Ezetimibe (SCH 58235) is a dietary cholesterol absorption inhibitor that exerts its physiologic effect by decreasing cholesterol absorption.

Ezetimibe effectively inhibits the transport of cholesterol across the intestinal wall, thereby reducing plasma cholesterol in preclinical animal models of hypercholesterolemia. It eliminates exocrine pancreatic function in rats while maintaining bile flow. In hamsters fed with cholesterol, ezetimibe reduces plasma cholesterol and hepatic cholesterol accumulation, with an effective dose (ED50) of 0.04 mg/kg. It also decreases the surface area of aortic atherosclerotic lesions, from 20.2% in the control group to 4.1% in the group on a Western diet and 7.0% in mice on a low-fat cholesterol diet. Furthermore, ezetimibe reduces the cross-sectional area of carotid atherosclerotic lesions by 97% in the Western low-fat cholesterol diet group and by 91% in cholesterol-free mice.

Ezetimibe significantly reduces the expression of mRNA for scavenger receptor class B type I (SR-BI), Niemann-Pick C1-like 1 protein (NPC1L1), ATP-binding cassette transporters, sub-family A member (ABCA), the β subunit of liver X receptor (LXRβ), retinoid X receptor γ (RXRγ), and steroid regulatory element-binding proteins 1 and 2 (SREBP-1 and -2). Ezetimibe notably decreases total cholesterol, low-density lipoprotein (LDL) cholesterol, and triglycerides, while moderately increasing high-density lipoprotein (HDL) cholesterol levels. In Caco-2 cells, Ezetimibe reduces cholesterol transport by 31% without affecting retinol transport.

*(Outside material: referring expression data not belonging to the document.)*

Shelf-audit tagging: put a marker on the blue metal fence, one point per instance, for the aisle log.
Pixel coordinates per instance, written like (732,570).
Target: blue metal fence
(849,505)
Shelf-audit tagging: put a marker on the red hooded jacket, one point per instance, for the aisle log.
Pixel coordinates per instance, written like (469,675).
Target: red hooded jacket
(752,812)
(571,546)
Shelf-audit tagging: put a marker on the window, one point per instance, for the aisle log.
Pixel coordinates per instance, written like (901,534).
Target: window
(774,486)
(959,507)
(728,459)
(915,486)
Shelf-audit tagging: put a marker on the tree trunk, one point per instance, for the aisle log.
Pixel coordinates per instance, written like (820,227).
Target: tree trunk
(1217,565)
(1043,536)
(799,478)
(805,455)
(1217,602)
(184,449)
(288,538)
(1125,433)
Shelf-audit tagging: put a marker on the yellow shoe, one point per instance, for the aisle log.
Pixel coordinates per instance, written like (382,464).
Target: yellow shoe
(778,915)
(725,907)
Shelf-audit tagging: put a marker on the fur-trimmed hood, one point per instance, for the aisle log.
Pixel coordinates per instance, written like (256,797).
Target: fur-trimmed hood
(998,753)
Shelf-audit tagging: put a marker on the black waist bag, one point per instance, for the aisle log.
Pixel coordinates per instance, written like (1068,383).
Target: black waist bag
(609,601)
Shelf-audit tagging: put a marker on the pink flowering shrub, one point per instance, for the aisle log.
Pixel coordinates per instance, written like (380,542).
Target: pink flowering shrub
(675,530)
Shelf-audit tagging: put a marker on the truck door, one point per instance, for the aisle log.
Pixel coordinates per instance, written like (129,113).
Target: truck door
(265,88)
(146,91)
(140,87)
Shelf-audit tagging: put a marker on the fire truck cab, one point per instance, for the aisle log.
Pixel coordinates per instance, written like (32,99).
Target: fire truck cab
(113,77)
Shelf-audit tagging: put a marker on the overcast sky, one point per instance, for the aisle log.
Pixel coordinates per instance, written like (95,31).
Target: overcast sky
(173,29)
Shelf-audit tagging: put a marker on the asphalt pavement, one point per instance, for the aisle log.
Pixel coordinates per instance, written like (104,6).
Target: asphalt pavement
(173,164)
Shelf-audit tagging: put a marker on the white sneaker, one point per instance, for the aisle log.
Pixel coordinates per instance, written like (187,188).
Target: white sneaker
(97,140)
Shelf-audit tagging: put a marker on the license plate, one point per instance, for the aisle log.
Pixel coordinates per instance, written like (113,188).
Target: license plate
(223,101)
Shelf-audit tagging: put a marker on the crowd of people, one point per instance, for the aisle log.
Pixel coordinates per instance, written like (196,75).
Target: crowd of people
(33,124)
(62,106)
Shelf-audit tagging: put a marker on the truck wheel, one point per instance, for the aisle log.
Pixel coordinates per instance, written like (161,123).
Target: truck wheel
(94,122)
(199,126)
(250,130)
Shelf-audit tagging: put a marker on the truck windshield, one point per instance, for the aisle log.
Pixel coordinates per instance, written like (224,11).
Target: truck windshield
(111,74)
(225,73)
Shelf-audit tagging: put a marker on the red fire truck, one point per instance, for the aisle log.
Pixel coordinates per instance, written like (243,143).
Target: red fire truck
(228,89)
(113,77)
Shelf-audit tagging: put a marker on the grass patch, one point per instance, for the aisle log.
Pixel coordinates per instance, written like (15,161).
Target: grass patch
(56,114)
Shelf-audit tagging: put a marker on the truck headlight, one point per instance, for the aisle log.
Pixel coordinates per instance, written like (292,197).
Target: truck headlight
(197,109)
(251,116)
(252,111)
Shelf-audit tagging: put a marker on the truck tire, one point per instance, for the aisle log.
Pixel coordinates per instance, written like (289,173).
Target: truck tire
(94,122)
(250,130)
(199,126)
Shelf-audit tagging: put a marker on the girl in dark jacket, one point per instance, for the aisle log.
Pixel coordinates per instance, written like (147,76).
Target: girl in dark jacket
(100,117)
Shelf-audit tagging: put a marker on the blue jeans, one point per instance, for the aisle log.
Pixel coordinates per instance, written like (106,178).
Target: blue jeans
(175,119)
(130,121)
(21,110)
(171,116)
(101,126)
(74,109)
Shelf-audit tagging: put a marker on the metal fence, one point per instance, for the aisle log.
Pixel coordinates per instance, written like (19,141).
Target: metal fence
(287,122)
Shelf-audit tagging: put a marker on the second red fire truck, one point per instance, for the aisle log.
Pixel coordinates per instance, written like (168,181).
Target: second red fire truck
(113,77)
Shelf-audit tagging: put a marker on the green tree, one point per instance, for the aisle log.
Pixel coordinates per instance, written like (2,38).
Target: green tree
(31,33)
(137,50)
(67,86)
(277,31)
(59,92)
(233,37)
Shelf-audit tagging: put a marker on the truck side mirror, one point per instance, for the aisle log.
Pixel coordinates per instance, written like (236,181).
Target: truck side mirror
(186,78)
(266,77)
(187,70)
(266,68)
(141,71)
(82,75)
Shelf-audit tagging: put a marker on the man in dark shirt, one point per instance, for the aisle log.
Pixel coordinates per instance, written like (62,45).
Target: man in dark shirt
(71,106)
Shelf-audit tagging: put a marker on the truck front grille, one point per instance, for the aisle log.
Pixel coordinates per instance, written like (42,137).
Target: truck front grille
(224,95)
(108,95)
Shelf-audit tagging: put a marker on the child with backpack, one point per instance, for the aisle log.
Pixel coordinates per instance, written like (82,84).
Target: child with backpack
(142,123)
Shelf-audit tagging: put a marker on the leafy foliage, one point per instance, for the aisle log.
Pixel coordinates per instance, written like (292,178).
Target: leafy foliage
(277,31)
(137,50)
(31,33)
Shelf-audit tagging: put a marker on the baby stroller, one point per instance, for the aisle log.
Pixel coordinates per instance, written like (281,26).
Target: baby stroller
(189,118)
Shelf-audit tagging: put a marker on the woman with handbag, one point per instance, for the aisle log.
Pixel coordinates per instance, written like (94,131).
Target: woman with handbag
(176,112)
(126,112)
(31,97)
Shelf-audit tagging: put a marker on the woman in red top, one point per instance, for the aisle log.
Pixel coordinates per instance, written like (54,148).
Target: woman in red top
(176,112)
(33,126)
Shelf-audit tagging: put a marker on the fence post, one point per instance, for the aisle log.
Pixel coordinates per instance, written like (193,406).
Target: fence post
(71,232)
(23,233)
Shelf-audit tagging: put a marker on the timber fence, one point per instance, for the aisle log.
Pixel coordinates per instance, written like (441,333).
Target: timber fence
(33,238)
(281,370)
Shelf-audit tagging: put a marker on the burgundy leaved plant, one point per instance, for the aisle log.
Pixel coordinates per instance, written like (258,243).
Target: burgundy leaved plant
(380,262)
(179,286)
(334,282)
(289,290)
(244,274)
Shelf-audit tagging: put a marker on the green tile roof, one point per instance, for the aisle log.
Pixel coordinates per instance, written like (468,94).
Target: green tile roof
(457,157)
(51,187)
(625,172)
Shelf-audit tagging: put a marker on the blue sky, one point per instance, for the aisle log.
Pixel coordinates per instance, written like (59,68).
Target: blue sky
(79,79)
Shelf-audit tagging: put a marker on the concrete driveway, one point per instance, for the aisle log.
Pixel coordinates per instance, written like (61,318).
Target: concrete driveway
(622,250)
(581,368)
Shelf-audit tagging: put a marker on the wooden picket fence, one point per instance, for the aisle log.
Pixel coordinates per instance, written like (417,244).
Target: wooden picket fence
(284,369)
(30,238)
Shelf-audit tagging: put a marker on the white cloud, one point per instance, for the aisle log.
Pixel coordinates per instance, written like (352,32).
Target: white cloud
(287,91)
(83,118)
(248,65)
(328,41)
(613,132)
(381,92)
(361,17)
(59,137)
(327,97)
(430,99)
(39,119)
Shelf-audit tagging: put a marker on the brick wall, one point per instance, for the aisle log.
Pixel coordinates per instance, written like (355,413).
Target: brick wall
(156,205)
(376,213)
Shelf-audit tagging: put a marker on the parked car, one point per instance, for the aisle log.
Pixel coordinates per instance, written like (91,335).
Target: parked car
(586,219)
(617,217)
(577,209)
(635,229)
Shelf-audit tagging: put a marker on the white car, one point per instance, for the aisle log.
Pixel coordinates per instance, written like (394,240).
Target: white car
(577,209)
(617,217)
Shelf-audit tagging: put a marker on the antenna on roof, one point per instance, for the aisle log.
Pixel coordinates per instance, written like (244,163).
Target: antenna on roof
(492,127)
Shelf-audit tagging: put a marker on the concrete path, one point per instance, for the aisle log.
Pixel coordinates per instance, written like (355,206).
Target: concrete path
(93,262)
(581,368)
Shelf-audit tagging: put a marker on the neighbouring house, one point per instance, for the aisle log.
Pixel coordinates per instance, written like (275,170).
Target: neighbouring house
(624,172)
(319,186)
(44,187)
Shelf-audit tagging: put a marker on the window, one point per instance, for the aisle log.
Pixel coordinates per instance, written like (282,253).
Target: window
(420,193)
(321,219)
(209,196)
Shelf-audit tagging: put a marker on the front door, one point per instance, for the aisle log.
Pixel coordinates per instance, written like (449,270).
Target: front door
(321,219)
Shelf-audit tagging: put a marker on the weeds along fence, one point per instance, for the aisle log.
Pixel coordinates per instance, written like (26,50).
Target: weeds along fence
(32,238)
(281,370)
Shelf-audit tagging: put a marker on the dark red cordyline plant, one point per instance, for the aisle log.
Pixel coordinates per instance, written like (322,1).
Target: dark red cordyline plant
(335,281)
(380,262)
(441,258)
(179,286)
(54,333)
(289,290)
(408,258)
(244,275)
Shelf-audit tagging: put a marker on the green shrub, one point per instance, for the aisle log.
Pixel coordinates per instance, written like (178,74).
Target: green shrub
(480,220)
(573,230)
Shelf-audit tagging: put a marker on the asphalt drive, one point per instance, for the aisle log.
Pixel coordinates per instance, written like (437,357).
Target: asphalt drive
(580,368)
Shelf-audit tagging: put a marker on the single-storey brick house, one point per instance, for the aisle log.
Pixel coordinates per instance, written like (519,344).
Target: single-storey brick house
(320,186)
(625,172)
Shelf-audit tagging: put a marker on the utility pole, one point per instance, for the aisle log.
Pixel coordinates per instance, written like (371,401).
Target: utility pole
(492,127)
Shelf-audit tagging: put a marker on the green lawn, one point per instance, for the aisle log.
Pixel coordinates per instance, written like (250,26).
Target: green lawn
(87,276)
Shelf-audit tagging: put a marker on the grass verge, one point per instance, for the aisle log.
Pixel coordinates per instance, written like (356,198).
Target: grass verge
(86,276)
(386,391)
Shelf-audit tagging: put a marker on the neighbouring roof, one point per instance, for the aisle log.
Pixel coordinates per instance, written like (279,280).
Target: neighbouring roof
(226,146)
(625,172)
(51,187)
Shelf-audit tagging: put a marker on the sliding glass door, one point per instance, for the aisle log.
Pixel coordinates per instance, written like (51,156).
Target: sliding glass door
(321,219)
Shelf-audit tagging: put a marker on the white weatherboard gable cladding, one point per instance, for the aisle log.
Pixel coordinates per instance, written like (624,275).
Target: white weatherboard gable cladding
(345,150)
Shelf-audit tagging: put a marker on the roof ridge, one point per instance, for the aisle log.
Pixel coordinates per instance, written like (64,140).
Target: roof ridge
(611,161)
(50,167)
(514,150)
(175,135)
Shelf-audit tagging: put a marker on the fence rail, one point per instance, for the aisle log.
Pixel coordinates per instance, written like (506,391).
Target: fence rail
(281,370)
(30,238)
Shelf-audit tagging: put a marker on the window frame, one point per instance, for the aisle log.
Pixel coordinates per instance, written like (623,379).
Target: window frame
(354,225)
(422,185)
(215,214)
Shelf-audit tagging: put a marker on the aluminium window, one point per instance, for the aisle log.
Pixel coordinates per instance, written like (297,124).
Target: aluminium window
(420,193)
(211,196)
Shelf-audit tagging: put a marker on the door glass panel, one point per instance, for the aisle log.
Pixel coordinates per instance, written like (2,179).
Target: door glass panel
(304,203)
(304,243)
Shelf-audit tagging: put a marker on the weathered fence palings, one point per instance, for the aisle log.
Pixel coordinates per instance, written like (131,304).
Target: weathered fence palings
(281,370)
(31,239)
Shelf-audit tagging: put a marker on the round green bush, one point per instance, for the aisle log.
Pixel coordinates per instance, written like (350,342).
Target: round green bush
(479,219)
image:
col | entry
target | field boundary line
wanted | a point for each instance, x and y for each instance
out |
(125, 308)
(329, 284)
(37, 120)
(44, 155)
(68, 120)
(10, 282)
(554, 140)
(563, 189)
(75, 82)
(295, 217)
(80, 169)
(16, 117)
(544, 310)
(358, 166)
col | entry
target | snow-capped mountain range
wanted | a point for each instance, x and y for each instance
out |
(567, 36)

GST-p62 is prepared from Escherichia coli and 0.5 μg of the purified GST-p62 protein is used for in vitro AMPK phosphorylation assay. Phosphorylation of p62 protein by AMPK is determined by non-radioisotope method using γS-ATP. AMPK complex is immuno-purified from the HEK293 cells, to which either myc-AMPKα1 wild-type (WT) or myc-AMPKα1 kinase-dead mutant (KD, D157A) is transfected with Flag-AMPKβ1 and HA-AMPKγ1. AMPK complex is added into the reaction mixture containing 20 mM HEPES, pH7.4, 1 mM EGTA, 0.4 mM EDTA, 5 mM MgCl2, 0.05 mM DTT, 0.5 μg GST-p62, 0.2 mM AMP, and 1 mM ATPγS. Reaction is carried out at 37°C for 30 min, and then terminated by adding 20 mM EDTA. To detect γS-labeled p62 protein, the reaction product is alkylated with 2.5 mM PNBM for 2 h at room temperature and analyzed the products by western blotting using anti-thiophosphate antibody[1].

Ezetimibe is dissolved in DMSO and stored, and then diluted with appropriate medium before use[2]. Huh7 human hepatocytes are cultured in high glucose DMEM containing 10% FBS, 100 units/mL penicillin and 100 μg/mL streptomycin at 37°C in a 95% air/5% CO2 atmosphere. Hepatocytes are treated with or without Ezetimibe (10 μM, 1 h) and incubated with palmitic acid (PA, 0.5 mM, 24 h)[2].